As acusações contra Law surgem em um momento em que o Canadá debate um afrouxamento de sua lei federal de suicídio assistido, o que tornou a política do país uma das mais liberais do mundo. Desde 2021, o Canadá permite a morte assistida para pessoas que sofrem de uma dolorosa condição crônica, mesmo que essa condição não seja terminal.

Ainda assim, a lei exige que pessoas com doenças terminais, quando solicitam a morte assistida sejam avaliadas por um médico ou enfermeiro e sigam outras regras antes de serem autorizadas a morrer. Esses profissionais estão isentos de acusações criminais de aconselhamento ou auxílio ao suicídio, que têm pena máxima de 14 anos de prisão.

“Sejamos claros de que não toleraremos ações criminosas por parte daqueles que se aproveitam de pessoas vulneráveis em nossas comunidades e responsabilizaremos os responsáveis”, afirmou o inspetor Simon James, da Polícia Regional de York, que participou da investigação canadense, em uma entrevista coletiva no mês passado.
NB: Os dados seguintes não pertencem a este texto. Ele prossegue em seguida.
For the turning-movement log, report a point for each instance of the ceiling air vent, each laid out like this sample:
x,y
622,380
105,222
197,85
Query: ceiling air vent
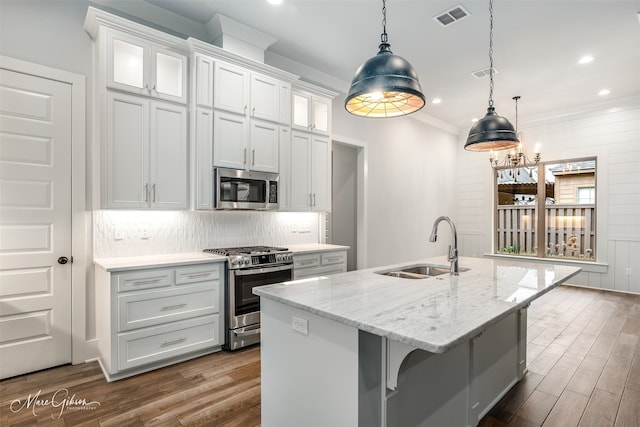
x,y
452,15
483,72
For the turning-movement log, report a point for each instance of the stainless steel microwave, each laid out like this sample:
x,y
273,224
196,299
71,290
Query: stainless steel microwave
x,y
240,189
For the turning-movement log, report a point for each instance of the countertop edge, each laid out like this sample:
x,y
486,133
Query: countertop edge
x,y
155,261
315,247
434,347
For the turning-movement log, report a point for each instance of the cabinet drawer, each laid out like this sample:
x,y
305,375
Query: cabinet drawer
x,y
141,309
306,261
144,279
150,345
198,273
333,258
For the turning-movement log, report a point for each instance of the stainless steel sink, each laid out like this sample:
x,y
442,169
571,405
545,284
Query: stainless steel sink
x,y
419,271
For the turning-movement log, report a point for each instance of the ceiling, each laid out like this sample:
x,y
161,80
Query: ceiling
x,y
537,45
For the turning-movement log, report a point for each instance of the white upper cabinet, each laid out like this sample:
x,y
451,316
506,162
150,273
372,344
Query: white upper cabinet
x,y
140,66
231,88
241,91
145,164
242,143
204,67
311,113
310,172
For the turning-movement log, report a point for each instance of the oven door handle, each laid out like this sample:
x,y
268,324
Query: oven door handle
x,y
246,332
251,271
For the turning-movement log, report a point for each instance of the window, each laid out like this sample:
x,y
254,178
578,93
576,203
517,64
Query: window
x,y
586,195
565,191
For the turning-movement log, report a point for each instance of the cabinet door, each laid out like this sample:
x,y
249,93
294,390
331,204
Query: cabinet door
x,y
300,175
204,81
301,106
229,140
321,174
127,151
264,146
321,110
127,63
169,75
265,98
285,104
284,168
204,158
231,88
168,156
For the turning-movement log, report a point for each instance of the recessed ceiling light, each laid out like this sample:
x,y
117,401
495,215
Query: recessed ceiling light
x,y
585,59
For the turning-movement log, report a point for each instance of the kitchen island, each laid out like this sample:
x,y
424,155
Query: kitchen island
x,y
367,349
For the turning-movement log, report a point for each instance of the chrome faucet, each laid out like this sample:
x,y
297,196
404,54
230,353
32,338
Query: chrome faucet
x,y
452,257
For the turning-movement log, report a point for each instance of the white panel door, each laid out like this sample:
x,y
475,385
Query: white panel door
x,y
300,175
229,140
265,98
35,223
231,88
168,161
264,146
127,152
321,174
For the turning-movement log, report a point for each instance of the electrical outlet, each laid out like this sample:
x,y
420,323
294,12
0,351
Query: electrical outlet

A polícia de Thunder Bay, uma cidade no noroeste de Ontário, acredita que Ashtyn Prosser está entre aqueles que compraram produtos de Law. Ele morreu em março, um mês antes de completar 20 anos, diz sua mãe, Kim Prosser.

“A única coisa que poderia mudar quem eu sou, no meu âmago, seria perder um filho”, disse Prosser, acrescentando que seu filho enfrentou problemas de saúde mental durante a pandemia.

Seu antebraço esquerdo é estampado com um desenho de três pássaros, feito por Ashtyn, que se juntou a ela e a seu irmão, Drake, para fazer as tatuagens combinando no último Natal.

Autoridades de outras províncias e países se juntaram à extensa investigação sobre Law, que vende os produtos online desde o final de 2020, segundo as investigações.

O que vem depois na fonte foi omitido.